Model Export and Compilation

Relevant source files

This page covers the mechanisms in transformers for exporting models to portable formats and compiling them for optimized inference. It includes the torch.export / ExecuTorch workflow, torch.compile compatibility requirements, and the hub-based kernel injection system.

For cache implementations (StaticCache, HybridCache, etc.) that underpin export compatibility, see page 4.3. For quantization-related compilation hooks, see 6.1.

Overview

The library provides three distinct but related mechanisms for accelerating inference beyond standard eager-mode execution:

Mechanism	Entry Point	Use Case
`torch.export` + ExecuTorch	`TorchExportableModuleForDecoderOnlyLM`	Ahead-of-time model portability (mobile, edge)
`torch.compile`	`torch.compile(model.forward, ...)`	GPU kernel fusion with `StaticCache`
Hub kernels	`use_kernel_forward_from_hub` decorator	Drop-in production kernels from HF Hub

All three paths depend on having predictable tensor shapes. Dynamic caches (variable-length KV) prevent graph capture; StaticCache and HybridCache provide fixed-shape KV tensors required for compilation and export.

torch.export / ExecuTorch Workflow

Class Hierarchy

The entry point for decoder-only LM export is TorchExportableModuleForDecoderOnlyLM. Its __init__ inspects the model config and dispatches to the appropriate cache-aware wrapper.

ExecuTorch Export Class Hierarchy

Sources: src/transformers/integrations/executorch.py184-222

TorchExportableModuleForDecoderOnlyLM

Defined in src/transformers/integrations/executorch.py184-337

Constructor (__init__):

Accepts a PreTrainedModel plus optional batch_size, max_cache_len, device.
Checks config.use_cache. Raises ValueError if disabled.
Dispatches to TorchExportableModuleWithHybridCache when config.layer_types exists and config.sliding_window is non-null; otherwise dispatches to TorchExportableModuleWithStaticCache.

forward(input_ids, inputs_embeds, cache_position): Delegates to the inner model's forward. Signature is kept minimal (no attention_mask, position_ids) to maintain a clean export boundary compatible with ExecuTorch's LLM runner.

export(input_ids, inputs_embeds, cache_position, dynamic_shapes, strict): Calls torch.export.export with the module and provided inputs. Returns a torch.export.ExportedProgram.
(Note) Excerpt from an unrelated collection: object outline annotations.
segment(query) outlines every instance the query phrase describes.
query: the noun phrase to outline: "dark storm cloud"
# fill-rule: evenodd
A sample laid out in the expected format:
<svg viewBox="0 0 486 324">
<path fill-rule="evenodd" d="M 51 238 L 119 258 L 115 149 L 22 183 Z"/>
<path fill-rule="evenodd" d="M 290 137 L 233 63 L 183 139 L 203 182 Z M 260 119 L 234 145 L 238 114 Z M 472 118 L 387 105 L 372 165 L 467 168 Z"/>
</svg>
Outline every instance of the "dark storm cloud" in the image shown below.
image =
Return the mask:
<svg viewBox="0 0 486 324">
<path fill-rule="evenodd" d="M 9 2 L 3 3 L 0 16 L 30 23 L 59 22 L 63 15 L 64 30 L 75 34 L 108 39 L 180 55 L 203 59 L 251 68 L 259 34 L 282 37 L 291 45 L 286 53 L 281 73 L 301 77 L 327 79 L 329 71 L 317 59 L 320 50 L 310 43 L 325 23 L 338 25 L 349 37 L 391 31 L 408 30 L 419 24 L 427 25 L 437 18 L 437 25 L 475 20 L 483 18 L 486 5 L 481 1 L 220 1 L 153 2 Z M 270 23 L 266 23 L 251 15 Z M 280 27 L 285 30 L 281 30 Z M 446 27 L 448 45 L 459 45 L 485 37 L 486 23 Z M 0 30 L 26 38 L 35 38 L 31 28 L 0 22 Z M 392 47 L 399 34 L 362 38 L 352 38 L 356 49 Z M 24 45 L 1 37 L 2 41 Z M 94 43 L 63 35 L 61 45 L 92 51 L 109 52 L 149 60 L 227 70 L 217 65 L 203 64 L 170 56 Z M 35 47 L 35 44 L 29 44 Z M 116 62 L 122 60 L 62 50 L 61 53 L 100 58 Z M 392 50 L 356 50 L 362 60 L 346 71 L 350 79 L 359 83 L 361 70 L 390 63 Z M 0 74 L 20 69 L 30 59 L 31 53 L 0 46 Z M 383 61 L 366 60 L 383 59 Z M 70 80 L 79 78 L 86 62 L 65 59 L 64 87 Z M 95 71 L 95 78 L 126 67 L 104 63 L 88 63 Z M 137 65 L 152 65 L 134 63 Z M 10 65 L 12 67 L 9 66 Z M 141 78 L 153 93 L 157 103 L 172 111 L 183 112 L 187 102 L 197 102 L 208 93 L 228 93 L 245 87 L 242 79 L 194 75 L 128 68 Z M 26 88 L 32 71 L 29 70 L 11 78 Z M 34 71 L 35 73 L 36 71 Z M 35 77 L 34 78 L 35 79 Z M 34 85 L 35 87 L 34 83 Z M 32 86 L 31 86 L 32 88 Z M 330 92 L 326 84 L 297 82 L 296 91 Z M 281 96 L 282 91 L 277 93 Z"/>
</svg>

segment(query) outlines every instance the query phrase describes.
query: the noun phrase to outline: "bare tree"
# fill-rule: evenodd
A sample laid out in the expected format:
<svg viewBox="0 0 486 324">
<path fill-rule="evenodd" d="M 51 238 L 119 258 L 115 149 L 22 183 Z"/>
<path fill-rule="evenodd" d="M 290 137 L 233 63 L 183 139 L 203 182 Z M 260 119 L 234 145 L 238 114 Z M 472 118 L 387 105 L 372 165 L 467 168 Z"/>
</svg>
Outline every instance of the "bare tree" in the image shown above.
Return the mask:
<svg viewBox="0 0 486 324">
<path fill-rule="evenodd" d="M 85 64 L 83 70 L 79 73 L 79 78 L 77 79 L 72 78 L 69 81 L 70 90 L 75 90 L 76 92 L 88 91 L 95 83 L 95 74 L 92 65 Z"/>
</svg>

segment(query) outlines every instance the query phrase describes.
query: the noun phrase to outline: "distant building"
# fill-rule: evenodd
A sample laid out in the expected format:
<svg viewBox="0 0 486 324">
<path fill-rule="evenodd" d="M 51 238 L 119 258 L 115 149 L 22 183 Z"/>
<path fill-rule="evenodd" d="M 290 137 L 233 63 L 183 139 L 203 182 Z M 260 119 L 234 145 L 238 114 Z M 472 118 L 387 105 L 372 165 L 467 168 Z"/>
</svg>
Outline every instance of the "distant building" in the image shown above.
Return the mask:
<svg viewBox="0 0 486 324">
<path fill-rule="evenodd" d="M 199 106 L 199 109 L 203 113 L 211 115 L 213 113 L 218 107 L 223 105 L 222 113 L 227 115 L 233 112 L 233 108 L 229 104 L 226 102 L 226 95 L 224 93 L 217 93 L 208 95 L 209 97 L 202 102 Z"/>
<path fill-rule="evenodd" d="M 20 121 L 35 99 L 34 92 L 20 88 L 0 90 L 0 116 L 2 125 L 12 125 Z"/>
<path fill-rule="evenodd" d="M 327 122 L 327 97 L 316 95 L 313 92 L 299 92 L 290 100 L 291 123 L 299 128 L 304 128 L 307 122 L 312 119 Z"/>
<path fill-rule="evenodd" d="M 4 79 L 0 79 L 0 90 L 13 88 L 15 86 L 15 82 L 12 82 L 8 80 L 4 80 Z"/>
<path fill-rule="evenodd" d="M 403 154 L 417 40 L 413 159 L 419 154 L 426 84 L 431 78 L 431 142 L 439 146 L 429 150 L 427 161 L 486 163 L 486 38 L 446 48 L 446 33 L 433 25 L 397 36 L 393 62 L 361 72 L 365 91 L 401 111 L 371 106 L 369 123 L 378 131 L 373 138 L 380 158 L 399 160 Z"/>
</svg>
The dynamic_shapes argument lets callers declare which dimensions are dynamic (e.g., variable prefill length).

exported_program = torch.export.export(
    self.model,
    args=(),
    kwargs=input_kwargs,
    dynamic_shapes=dynamic_shapes,
    strict=strict if strict is not None else True,
)

generate(exported_program, tokenizer, prompt, max_new_tokens, ...) (static method): Runs autoregressive generation using an ExportedProgram. Calls exported_program.module() to get the callable, then runs the prompt token-by-token before generating new tokens. Returns the decoded string.

TorchExportableModuleWithStaticCache

Used for models without hybrid attention (most standard decoder-only LLMs: LLaMA, Gemma, Qwen2). Wraps the model in a StaticCache-backed forward pass with fixed batch_size and max_cache_len.

TorchExportableModuleWithHybridCache

Used for models where some layers use sliding-window attention and others use full attention (e.g., Gemma2). Identified by presence of config.layer_types and a non-null config.sliding_window.

Config dispatch logic:

Sources: src/transformers/integrations/executorch.py207-222

TorchExportableModuleForVLM

Defined in src/transformers/integrations/executorch.py32-181

Handles Vision-Language Models (e.g. SmolVLM2) by exporting three separate components:

Component	Export Method	Inputs
`vision_encoder`	`export_vision_encoder()`	`pixel_values` tensor, dynamic H/W
`connector`	`export_connector()`	`image_hidden_states`, dynamic `num_patches`
`text_decoder`	`export_text_decoder()`	Uses `TorchExportableModuleForDecoderOnlyLM`

Returns a dict {"vision_encoder": ..., "connector": ..., "text_decoder": ...} from export().

Typical Export Workflow

Export flow for a decoder-only LM:

Sources: src/transformers/integrations/executorch.py247-337 tests/models/llama/test_modeling_llama.py229-288 tests/models/gemma/test_modeling_gemma.py354-442

Model Requirements for Export

For torch.export to succeed, the model must be loaded with a compatible configuration:

Flash Attention 2 is not export-compatible because its CUDA kernel cannot be captured by torch.export. SDPA and eager attention are both supported.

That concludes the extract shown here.